Paracanthocephaloides

Scientific classification
- Kingdom: Animalia
- Phylum: Acanthocephala
- Class: Palaeacanthocephala
- Order: Echinorhynchida
- Family: Arhythmacanthidae
- Genus: Paracanthocephaloides Golvan, 1969
- Type species: P. chabanaudi Golvan, 1969

= Paracanthocephaloides =

Genus of parasitic worms

Paracanthocephaloides is a genus in Acanthocephala (thorny-headed worms, also known as spiny-headed worms).

==Taxonomy==
The genus was described by Golvan in 1969. The National Center for Biotechnology Information does not indicate that any phylogenetic analysis has been published on any Paracanthocephaloides species that would confirm its position as a unique order in the family Arhythmacanthidae.
P. chabanaudi is the type species.

==Description==
Paracanthocephaloides species consist of a proboscis covered in hooks and a long trunk without spines.
==Species==
The genus Paracanthocephaloides Golvan, 1969 contains six species.
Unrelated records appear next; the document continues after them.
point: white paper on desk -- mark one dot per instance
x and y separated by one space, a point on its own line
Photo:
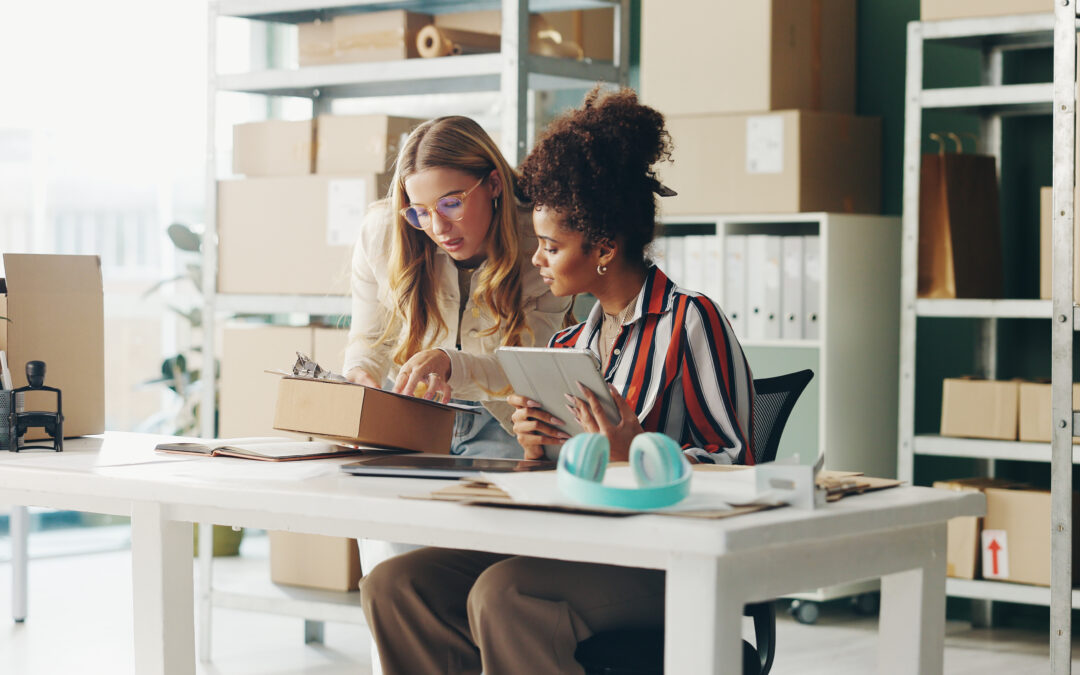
228 468
709 490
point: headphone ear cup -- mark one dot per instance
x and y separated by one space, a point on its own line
585 456
657 459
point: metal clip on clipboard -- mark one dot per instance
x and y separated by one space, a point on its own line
17 422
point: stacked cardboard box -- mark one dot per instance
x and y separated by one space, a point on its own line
759 100
288 227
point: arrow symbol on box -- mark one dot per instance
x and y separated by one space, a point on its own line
995 547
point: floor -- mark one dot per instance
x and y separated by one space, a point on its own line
80 622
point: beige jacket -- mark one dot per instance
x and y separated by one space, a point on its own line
474 369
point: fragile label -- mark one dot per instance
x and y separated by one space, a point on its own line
765 144
346 204
995 554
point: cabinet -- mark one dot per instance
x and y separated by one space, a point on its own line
513 71
990 102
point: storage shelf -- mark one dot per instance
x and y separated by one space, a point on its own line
982 448
302 11
1004 99
1003 592
474 72
325 306
984 309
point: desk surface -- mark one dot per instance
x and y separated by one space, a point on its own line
122 468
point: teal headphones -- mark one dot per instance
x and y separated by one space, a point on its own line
662 472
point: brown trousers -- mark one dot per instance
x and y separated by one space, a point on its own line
441 610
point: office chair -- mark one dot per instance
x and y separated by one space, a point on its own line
642 651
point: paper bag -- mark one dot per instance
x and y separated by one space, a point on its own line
959 227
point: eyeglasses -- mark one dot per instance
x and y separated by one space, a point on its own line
451 207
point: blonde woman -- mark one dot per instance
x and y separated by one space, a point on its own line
441 278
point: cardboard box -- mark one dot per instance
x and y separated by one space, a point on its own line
292 235
377 36
980 408
711 57
782 162
315 43
314 561
1023 553
273 148
355 414
356 144
934 10
56 311
248 393
1047 243
962 559
1035 418
593 30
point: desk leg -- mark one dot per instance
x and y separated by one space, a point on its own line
703 617
19 531
912 625
163 592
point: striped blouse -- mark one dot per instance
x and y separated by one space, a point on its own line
680 367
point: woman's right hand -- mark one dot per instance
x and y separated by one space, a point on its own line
360 376
535 427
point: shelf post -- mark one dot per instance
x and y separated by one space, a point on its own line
1062 335
909 250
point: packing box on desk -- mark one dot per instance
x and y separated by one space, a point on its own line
1017 526
291 235
353 144
55 307
1035 418
782 162
934 10
273 148
980 408
355 414
747 56
377 36
314 561
963 532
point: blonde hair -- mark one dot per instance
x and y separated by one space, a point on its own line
460 144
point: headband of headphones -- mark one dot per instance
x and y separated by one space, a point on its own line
660 469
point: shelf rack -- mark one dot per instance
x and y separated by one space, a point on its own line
513 71
990 102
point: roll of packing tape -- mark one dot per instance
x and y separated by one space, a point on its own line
433 41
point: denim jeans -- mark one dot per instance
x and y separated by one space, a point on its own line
482 435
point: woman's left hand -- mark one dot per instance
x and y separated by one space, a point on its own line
591 416
426 375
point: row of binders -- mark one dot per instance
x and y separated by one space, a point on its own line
767 284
- Paracanthocephaloides bartonae Smales, 2022
Found in Australia and has 14 to 16 rows of 3 large, 7 spiniform hooks on their proboscis.
- Paracanthocephaloides chabanaudi (Dollfus, 1951)
- Paracanthocephaloides hustoni Smales, 2022
Found in Australia and has 12 rows of five to six hooks, two of which are large, and three to four are spiniform.
- Paracanthocephaloides incrassatus (Molin, 1858) Meyer, 1932
- Paracanthocephaloides shamsiae Smales, 2022
Found in Australia and has 12 rows of five to six hooks, two of which are large, and three to four are spiniform.
- Paracanthocephaloides tripathii Golvan, 1969

==Distribution==
The distribution of Paracanthocephaloides is determined by that of its hosts.

==Hosts==

Life cycle of Acanthocephala.

The life cycle of an acanthocephalan consists of three stages beginning when an infective acanthor (development of an egg) is released from the intestines of the definitive host and then ingested by an arthropod, the intermediate host. Although the intermediate hosts of Paracanthocephaloides are ???. When the acanthor molts, the second stage called the acanthella begins. This stage involves penetrating the wall of the mesenteron or the intestine of the intermediate host and growing. The final stage is the infective cystacanth which is the larval or juvenile state of an Acanthocephalan, differing from the adult only in size and stage of sexual development. The cystacanths within the intermediate hosts are consumed by the definitive host, usually attaching to the walls of the intestines, and as adults they reproduce sexually in the intestines. The acanthor is passed in the feces of the definitive host and the cycle repeats. There may be paratenic hosts (hosts where parasites infest but do not undergo larval development or sexual reproduction) for Paracanthocephaloides.

Paracanthocephaloides parasitizes animals. There are no reported cases of Paracanthocephaloides infesting humans in the English language medical literature.